The answers to your questions can be found in the work for the preparation of a reference sample for SEM, ALS, ELS (measurement of secondary electron work function, interpretation of the secondary electron spectrum fine structures and study of the channeling effects in AES) :

1- the reasons for the choice of aluminum: the sheats are textured and on the surface, the plane (111) dominates with a very low disorientation;

2- the oxygen does not adsorb on (111);

3- After electrochemical polishing and annealing at 600 ° C., the absence of contaminants on the surface is verified by Auger spectroscopy, by energy loss spectroiscopy (loss at 4eV, surface plasmon),

4- after air exposure and preservation for several days under argon and after flash of ions Ar +, it is verified that the surface is not contaminated.

In a few days I will prepare a project developing relationships between charge effects, electron beam deviations and the contamination effects ...

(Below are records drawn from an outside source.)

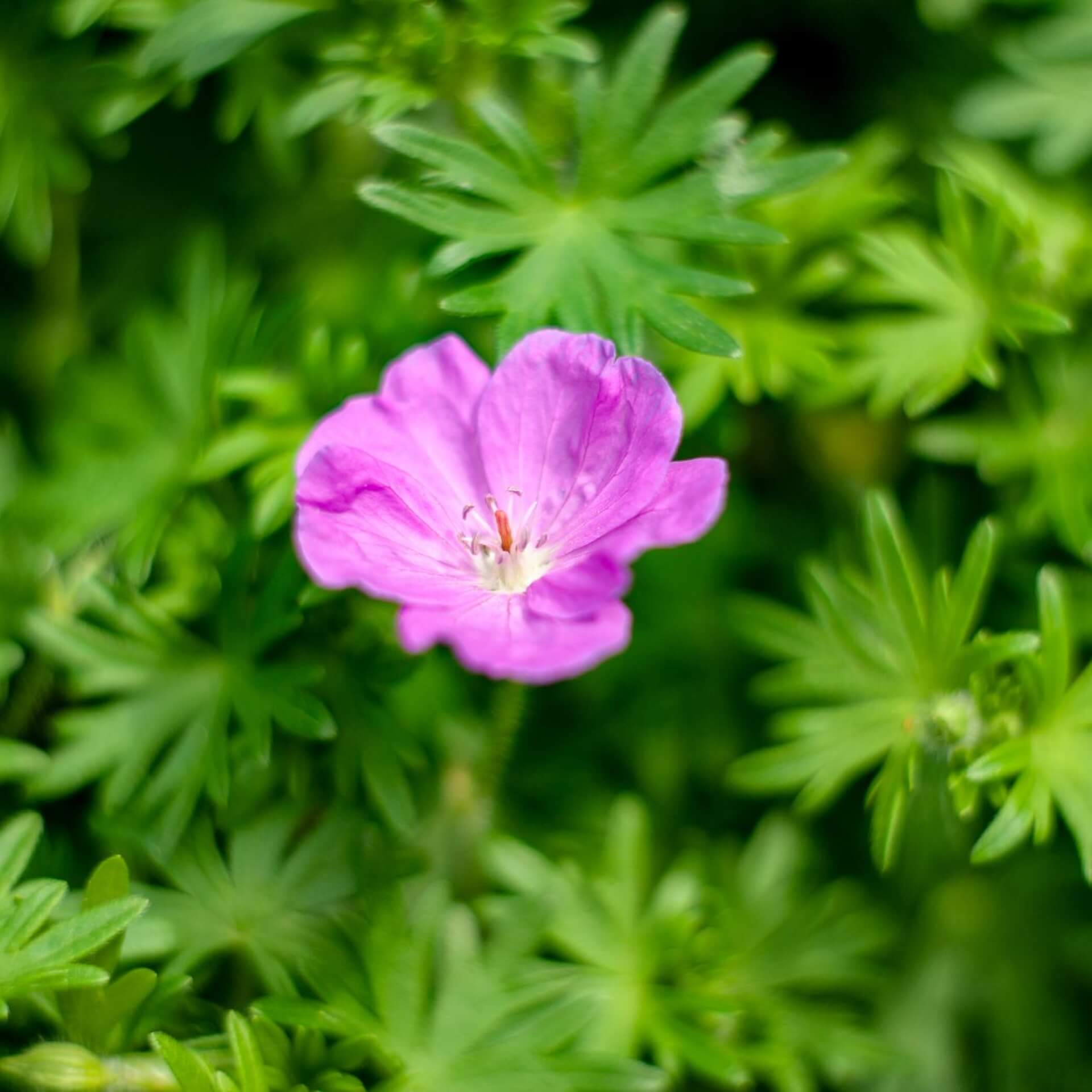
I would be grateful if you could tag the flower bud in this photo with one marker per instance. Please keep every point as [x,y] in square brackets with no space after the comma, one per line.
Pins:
[56,1067]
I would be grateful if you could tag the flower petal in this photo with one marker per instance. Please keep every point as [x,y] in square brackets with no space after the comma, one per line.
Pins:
[579,589]
[364,523]
[689,503]
[421,422]
[586,434]
[502,637]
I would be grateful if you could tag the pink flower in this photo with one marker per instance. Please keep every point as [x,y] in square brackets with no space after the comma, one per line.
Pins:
[502,509]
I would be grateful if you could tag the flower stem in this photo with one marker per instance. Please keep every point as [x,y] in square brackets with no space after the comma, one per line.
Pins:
[509,704]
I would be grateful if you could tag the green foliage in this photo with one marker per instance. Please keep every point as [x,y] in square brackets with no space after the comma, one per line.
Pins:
[38,955]
[260,1057]
[968,293]
[693,966]
[177,710]
[897,671]
[436,1010]
[585,261]
[1049,764]
[1043,444]
[1050,69]
[789,342]
[483,888]
[272,900]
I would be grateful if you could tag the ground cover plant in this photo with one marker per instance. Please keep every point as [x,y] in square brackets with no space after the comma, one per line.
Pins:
[545,545]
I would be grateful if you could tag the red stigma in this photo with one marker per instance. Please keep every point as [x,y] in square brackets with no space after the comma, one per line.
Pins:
[504,529]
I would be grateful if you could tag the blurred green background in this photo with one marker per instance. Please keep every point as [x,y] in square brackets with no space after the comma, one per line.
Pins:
[191,279]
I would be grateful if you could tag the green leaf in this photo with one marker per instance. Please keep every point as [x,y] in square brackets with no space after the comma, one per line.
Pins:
[584,257]
[208,34]
[189,1068]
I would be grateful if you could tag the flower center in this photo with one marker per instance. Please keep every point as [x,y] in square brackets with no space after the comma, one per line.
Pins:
[503,555]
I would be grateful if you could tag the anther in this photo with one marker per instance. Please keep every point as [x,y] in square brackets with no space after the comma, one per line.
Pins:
[504,529]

Claude Le Gressus :It sounds surprising to me since "Al sheets" are used for many products which are predicted to show a passivation layer. You certainly have a reference for the missing absorption of oxygen on closed-packed {111} layers? "No adsorption": Does it really mean: zero adsorption? In such case, polished Al stubs which everybody has and uses would be ideal for drift tests...? Move to a {111}-oriented grain - no drift, go to another grain: drift.

@Gert Nolze

Excuse me for being a little slow in answering your question. I had to go back to the history of this research. The answer is illustrated by a figure because experience provides more categorical results than current interpretations. Please refer to the attachment.

Sincerely

The Gressus

Hi J. Y. Wang, very helpful instruction. Could you tell which SEM, beam current, electron energy, step width and magnification do you use?

And an image of the map would be perfect. Thanks!